In this post I’m explaining how to send Linux kernel patches with git send-email using your gmail account. This is also useful for my Linux kernel workshops and generally for kernelnewbies as well. So, here we go:

First, you need to tell git what your name and email address is, so that it can be used in the authorship information in the git commit. Create a file called .gitconfig and add lines like these to it:

[user]
           name = Vaishali Thakkar
           email = vthakkar1994@gmail.com

Make sure that the email you specify here is the same email you used to set up sending mail.

The next step is to indicate to git-send-email which SMTP server it will use to send your patches and to specify its parameters e.g. encryption protocol, port etc. So, for gmail accounts add following lines in .gitconfig:

[sendemail]
           smtpuser = vthakkar1994@gmail.com
           smtpserver = smtp.googlemail.com
           smtpencryption = tls
           smtpserverport = 587

So, your final .gitconfig file should look something like this:

[user]
           name = Vaishali Thakkar
           email = vthakkar1994@gmail.com
[sendemail]
           smtpuser = vthakkar1994@gmail.com
           smtpserver = smtp.googlemail.com
           smtpencryption = tls
           smtpserverport = 587

There are many other options which you can add for the same. Those can be find here. But with above setting at least you should be able to send the patches. You can setup the password in the config file itself with ‘smtppass’ , if you don’t want git to send ask your password every time while sending patches.
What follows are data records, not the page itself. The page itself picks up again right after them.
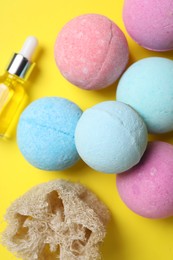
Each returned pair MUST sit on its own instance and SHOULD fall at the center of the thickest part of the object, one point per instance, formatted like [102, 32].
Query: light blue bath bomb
[147, 86]
[111, 137]
[45, 133]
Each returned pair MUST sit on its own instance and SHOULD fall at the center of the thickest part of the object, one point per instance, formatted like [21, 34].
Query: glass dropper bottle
[13, 96]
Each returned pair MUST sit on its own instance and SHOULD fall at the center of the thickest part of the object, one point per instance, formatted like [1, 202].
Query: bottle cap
[21, 64]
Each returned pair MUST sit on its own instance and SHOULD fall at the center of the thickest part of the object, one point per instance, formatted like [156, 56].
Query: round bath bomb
[111, 137]
[91, 51]
[147, 187]
[147, 87]
[45, 133]
[150, 23]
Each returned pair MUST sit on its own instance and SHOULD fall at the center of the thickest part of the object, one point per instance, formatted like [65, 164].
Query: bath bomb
[147, 86]
[91, 51]
[150, 23]
[147, 188]
[111, 137]
[45, 133]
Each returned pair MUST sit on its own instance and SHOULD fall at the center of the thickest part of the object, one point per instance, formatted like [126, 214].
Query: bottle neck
[20, 66]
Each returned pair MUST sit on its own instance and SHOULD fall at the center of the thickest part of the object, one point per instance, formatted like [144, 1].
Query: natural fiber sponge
[91, 51]
[147, 87]
[150, 23]
[45, 133]
[147, 188]
[111, 137]
[56, 220]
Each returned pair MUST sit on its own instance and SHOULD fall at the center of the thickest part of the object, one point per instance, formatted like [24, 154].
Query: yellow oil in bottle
[13, 99]
[13, 96]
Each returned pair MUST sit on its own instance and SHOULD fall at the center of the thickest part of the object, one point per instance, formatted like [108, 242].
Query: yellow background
[129, 237]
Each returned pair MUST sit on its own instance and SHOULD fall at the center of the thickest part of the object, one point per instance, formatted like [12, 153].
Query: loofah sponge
[56, 220]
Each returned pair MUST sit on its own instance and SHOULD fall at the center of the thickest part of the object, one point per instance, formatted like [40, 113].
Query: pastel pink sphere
[147, 188]
[91, 51]
[150, 23]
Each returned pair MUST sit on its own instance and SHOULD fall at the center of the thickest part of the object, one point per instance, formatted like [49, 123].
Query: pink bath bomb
[91, 51]
[147, 188]
[150, 23]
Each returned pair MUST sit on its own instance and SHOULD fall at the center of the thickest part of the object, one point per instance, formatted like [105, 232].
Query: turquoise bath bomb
[45, 133]
[111, 137]
[147, 86]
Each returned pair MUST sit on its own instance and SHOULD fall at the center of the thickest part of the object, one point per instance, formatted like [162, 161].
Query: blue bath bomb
[45, 133]
[111, 137]
[147, 86]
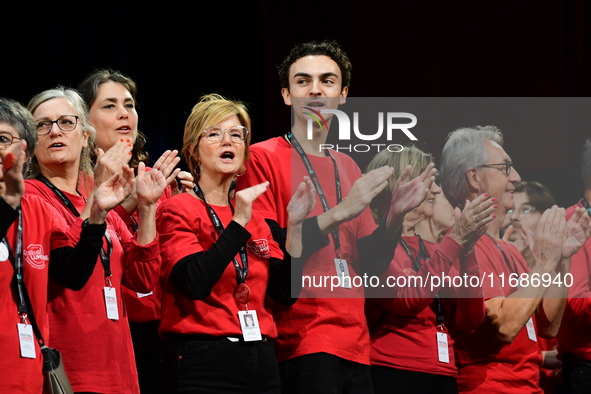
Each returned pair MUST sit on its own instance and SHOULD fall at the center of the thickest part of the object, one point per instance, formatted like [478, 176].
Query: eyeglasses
[216, 133]
[506, 170]
[66, 123]
[524, 211]
[6, 139]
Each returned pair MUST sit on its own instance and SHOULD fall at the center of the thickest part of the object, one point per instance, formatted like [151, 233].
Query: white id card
[111, 303]
[531, 330]
[3, 252]
[249, 323]
[142, 295]
[442, 347]
[343, 273]
[26, 340]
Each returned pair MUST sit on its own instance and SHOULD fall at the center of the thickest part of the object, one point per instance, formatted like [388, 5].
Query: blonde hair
[410, 155]
[210, 110]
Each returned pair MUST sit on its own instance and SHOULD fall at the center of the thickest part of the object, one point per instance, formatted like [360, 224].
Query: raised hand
[12, 184]
[149, 185]
[111, 193]
[110, 163]
[244, 199]
[579, 231]
[550, 234]
[167, 163]
[473, 221]
[411, 219]
[186, 180]
[363, 191]
[406, 195]
[521, 243]
[302, 202]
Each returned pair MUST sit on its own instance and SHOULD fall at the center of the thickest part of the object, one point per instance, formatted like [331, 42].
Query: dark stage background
[178, 51]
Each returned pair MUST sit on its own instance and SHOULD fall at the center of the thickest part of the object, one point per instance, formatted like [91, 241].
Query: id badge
[142, 295]
[111, 303]
[249, 324]
[3, 252]
[26, 340]
[442, 347]
[531, 330]
[342, 269]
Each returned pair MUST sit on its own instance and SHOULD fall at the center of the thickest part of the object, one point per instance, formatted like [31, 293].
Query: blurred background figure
[531, 200]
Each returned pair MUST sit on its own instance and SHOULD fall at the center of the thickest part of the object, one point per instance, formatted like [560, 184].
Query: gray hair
[464, 149]
[586, 165]
[81, 108]
[14, 114]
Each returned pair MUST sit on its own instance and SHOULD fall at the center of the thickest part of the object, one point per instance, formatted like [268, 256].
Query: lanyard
[335, 233]
[513, 266]
[18, 264]
[416, 262]
[241, 271]
[105, 256]
[585, 204]
[24, 307]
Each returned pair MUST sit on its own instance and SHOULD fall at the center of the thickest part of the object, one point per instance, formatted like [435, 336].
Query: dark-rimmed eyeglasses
[505, 169]
[6, 139]
[524, 211]
[66, 123]
[216, 133]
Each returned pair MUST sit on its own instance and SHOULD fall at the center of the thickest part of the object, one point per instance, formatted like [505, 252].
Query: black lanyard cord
[335, 233]
[416, 262]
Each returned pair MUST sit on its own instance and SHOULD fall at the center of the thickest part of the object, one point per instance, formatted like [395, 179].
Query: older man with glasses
[502, 353]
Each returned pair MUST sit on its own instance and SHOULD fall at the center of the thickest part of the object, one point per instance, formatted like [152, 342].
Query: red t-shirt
[43, 230]
[574, 335]
[142, 307]
[97, 352]
[404, 330]
[312, 325]
[185, 228]
[484, 364]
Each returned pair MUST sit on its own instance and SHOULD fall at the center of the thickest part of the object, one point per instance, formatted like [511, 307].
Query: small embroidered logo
[35, 257]
[260, 248]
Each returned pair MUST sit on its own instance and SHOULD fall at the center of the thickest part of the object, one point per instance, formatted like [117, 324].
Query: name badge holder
[241, 291]
[26, 339]
[441, 334]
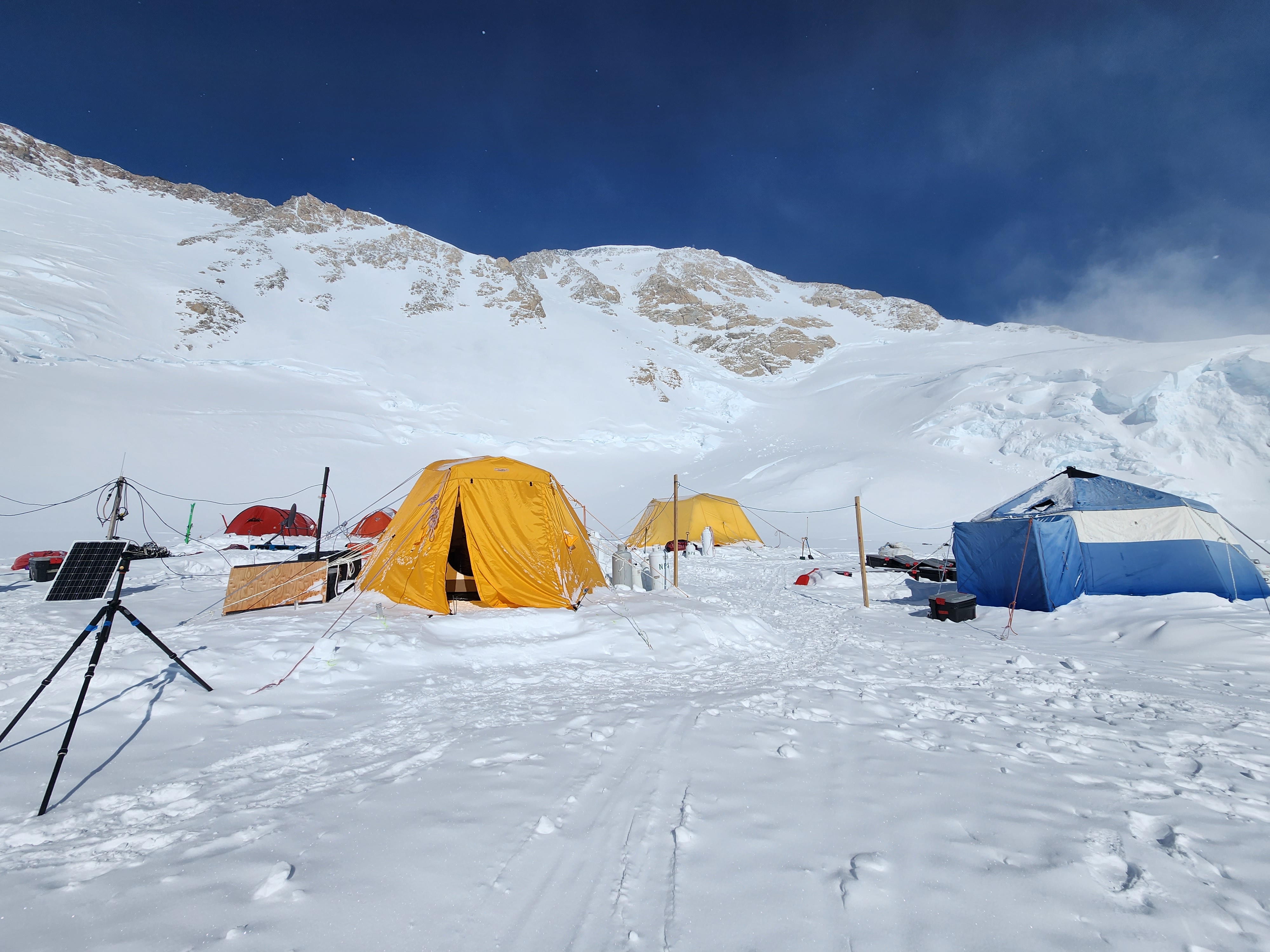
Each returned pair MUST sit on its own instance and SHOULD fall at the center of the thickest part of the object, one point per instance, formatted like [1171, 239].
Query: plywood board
[276, 585]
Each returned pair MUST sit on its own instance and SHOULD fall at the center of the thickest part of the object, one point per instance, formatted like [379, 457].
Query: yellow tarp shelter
[498, 522]
[722, 515]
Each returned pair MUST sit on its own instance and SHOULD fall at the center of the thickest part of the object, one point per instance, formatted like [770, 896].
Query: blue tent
[1079, 532]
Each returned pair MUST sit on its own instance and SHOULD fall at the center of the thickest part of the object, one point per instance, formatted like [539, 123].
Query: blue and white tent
[1081, 534]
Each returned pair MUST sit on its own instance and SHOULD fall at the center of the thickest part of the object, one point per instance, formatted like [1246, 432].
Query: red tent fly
[374, 525]
[267, 521]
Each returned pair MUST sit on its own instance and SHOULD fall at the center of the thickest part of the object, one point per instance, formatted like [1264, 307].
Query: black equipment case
[953, 607]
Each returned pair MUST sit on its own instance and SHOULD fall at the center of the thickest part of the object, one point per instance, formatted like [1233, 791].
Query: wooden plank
[275, 585]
After this, try sending a .patch file to yourself by using following command. If that doesn’t work then check if you have some typo in .gitconfig.

git send-email –to file.patch

Also, for the new ubuntu distros send-email might not work. This is because Linux distributions often like to split up packages to avoid dependencies needed only by optional functionality (like send-email). So, in that case you can install it with the following command in ubuntu:

sudo apt-get install git-email

Also, if you have If you have multi-factor authentication setup on your gmail account, you will need to generate an app-specific password for use with git send-email. Visit this site to setup an app-specific password. Usually allowing less secure apps works as well.

Once, git send-email is working properly, you can just go for sending patches to the list of maintainers and mailing lists after running scripts/get_maintainer.pl over a patch.